Step 2: Build your recipient list
Fetch your followers using GET /twitter/user/followers_v2. This returns both follower profiles and the canDm field. Filter for users where canDm: true.
Step 3: Send DMs
For each recipient, call POST /twitter/dm/send with their username or user ID. Add a delay between sends (e.g., 2-5 seconds) to avoid triggering Twitter's anti-spam detection.
Step 4: Monitor your inbox
Use POST /twitter/dm/list to check for replies. Paginate with cursor until has_more: false to get all messages.
Step 5: Handle errors gracefully
If a DM fails, check the error type. Don't retry client errors (400). For rate limits (429), wait and retry with exponential backoff. Store failed recipients to retry later.
Quick reference
| What | Endpoint | Method | Cost |
|---|---|---|---|
| Send a DM | /twitter/dm/send |
POST | $0.002 |
| Read DM inbox | /twitter/dm/list |
POST | $0.002 |
| Get auth token | /twitter/user_login |
POST | $0.001 |
| Check canDm | /twitter/user/info |
GET | $0.001 |
| Check canDm (bulk) | /twitter/user/followers_v2 |
GET | $0.001 |
Start sending DMs
GetXAPI gives you $0.10 in free credits at signup — that's 50 DM sends with no credit card required.
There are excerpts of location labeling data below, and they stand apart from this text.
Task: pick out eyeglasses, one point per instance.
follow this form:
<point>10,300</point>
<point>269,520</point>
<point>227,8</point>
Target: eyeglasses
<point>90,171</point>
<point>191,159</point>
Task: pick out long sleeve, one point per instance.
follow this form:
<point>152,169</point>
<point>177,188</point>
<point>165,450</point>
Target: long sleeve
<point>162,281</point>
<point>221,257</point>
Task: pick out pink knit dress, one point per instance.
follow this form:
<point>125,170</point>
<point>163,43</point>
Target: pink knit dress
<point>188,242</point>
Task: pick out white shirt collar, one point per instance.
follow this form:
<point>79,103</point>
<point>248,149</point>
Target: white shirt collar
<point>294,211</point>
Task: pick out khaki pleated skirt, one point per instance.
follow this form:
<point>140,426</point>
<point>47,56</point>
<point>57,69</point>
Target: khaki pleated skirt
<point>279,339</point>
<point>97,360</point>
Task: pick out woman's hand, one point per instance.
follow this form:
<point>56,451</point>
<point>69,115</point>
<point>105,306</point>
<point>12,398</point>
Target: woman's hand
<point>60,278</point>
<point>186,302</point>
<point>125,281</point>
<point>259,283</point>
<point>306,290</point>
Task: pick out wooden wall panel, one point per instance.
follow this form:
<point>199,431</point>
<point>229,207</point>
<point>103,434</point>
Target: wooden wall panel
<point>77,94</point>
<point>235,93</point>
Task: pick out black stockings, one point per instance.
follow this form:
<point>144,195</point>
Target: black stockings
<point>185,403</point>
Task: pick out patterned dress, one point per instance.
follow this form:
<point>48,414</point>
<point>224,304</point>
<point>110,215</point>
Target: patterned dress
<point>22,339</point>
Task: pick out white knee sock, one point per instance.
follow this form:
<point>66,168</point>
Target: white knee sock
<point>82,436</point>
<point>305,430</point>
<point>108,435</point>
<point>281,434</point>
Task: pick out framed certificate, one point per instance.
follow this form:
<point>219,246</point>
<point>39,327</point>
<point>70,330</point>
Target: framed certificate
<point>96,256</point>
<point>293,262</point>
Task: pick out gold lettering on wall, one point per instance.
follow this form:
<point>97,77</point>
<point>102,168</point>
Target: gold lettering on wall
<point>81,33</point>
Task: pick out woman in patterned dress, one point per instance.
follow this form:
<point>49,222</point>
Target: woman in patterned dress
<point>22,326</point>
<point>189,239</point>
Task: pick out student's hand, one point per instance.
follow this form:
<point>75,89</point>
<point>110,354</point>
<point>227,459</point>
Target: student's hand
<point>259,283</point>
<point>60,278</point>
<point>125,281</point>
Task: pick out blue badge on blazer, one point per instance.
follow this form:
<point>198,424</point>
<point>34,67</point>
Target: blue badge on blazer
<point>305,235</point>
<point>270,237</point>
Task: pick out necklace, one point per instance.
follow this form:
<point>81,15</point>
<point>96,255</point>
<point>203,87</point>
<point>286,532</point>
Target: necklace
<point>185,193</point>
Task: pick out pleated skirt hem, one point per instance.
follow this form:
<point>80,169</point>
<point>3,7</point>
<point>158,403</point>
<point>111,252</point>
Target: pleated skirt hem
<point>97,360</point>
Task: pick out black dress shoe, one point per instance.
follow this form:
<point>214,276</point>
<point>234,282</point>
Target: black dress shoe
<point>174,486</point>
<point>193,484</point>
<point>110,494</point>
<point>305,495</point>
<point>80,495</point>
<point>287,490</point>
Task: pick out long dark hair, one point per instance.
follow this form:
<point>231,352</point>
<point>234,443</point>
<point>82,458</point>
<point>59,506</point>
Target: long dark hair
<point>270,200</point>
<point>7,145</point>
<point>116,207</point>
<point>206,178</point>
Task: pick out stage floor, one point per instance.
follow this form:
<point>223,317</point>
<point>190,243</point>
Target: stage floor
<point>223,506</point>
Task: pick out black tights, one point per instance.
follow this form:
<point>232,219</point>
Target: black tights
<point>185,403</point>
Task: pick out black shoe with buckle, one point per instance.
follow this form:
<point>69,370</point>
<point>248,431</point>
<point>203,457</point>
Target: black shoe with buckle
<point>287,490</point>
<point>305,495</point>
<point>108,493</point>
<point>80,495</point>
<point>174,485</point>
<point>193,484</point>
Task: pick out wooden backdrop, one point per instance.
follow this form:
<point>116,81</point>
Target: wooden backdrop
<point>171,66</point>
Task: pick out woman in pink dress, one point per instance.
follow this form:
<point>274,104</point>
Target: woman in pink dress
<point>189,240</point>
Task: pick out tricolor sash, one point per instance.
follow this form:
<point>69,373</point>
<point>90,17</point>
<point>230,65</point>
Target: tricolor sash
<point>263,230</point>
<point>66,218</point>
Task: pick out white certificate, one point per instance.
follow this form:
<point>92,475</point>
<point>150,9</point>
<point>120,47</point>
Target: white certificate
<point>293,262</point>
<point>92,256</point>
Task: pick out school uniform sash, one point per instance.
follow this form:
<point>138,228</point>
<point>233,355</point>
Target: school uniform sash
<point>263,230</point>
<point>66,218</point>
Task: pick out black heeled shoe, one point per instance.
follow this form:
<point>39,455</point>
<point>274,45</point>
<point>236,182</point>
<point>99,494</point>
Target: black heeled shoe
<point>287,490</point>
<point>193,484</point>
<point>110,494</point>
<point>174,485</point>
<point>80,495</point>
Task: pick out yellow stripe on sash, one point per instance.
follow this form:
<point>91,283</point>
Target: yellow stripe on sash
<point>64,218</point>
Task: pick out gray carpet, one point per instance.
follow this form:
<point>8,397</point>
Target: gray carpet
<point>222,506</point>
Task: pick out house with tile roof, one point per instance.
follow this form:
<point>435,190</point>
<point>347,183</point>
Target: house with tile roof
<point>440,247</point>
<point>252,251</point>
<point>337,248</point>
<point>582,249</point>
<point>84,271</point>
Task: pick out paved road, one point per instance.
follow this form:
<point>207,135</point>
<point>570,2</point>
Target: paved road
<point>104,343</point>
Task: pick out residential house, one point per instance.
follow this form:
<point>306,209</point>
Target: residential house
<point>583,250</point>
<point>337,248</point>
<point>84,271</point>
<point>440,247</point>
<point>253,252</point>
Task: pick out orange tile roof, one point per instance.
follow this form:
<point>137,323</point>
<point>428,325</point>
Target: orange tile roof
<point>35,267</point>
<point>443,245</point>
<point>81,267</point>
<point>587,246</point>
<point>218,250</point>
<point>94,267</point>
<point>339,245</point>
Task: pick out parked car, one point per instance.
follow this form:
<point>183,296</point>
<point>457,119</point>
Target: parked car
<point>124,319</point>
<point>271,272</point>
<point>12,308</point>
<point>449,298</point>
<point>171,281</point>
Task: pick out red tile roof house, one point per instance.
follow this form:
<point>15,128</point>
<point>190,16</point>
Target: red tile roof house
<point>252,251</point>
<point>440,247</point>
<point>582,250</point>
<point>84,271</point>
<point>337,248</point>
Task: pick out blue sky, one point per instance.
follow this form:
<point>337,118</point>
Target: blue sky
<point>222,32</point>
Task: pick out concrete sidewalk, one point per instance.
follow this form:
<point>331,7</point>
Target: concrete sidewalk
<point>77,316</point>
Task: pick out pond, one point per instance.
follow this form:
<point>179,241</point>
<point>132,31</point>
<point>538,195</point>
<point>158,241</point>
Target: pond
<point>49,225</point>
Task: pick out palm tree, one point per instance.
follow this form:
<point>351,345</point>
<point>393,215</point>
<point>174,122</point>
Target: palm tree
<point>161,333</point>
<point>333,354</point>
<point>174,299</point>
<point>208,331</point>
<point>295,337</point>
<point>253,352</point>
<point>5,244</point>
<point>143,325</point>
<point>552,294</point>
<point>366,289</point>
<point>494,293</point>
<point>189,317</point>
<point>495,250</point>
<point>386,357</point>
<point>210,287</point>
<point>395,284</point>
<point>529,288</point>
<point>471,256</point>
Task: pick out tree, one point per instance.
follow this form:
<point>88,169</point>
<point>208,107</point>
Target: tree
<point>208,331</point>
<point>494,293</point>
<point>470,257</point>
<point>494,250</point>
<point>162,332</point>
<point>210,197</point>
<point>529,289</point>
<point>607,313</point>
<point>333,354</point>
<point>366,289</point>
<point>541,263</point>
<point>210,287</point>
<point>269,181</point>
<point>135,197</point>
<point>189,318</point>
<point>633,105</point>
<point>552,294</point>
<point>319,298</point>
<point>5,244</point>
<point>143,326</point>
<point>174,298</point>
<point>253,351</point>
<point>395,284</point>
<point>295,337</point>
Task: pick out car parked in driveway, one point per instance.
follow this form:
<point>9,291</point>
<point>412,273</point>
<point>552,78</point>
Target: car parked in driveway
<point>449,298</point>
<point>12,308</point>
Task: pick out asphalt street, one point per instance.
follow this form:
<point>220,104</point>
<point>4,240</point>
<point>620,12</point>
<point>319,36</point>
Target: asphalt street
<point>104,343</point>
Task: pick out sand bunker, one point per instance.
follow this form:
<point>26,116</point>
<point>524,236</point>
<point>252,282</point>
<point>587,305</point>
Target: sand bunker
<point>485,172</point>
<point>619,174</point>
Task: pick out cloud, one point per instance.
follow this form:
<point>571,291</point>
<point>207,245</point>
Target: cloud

Enough to test the full workflow.
- Sign up at getxapi.com — instant API key, no developer account needed
- Get your
auth_tokenvia the login endpoint or browser cookies - Send your first DM with
POST /twitter/dm/send - Check full pricing for DM endpoints at $0.002 per call
Read the full API documentation for detailed request/response schemas and more examples.
Frequently Asked Questions
With GetXAPI, it costs $0.002 per DM sent. The official X API charges approximately $0.015 per DM — that's 7.5x more expensive.
Twitter enforces account-level daily limits: ~500 for new accounts, ~1,000 for established accounts, and ~1,500 for Premium+ accounts. These limits apply regardless of which API you use.
Yes. GetXAPI's POST /twitter/dm/list endpoint lets you read your full DM inbox at $0.002 per call (~50 messages per page). This is a GetXAPI exclusive — most third-party APIs only offer DM sending.
With the official X API, yes — you need OAuth 2.0 PKCE with dm.write scope. With GetXAPI, you just need your API key and an auth_token (from browser cookies or the login endpoint). No OAuth setup required.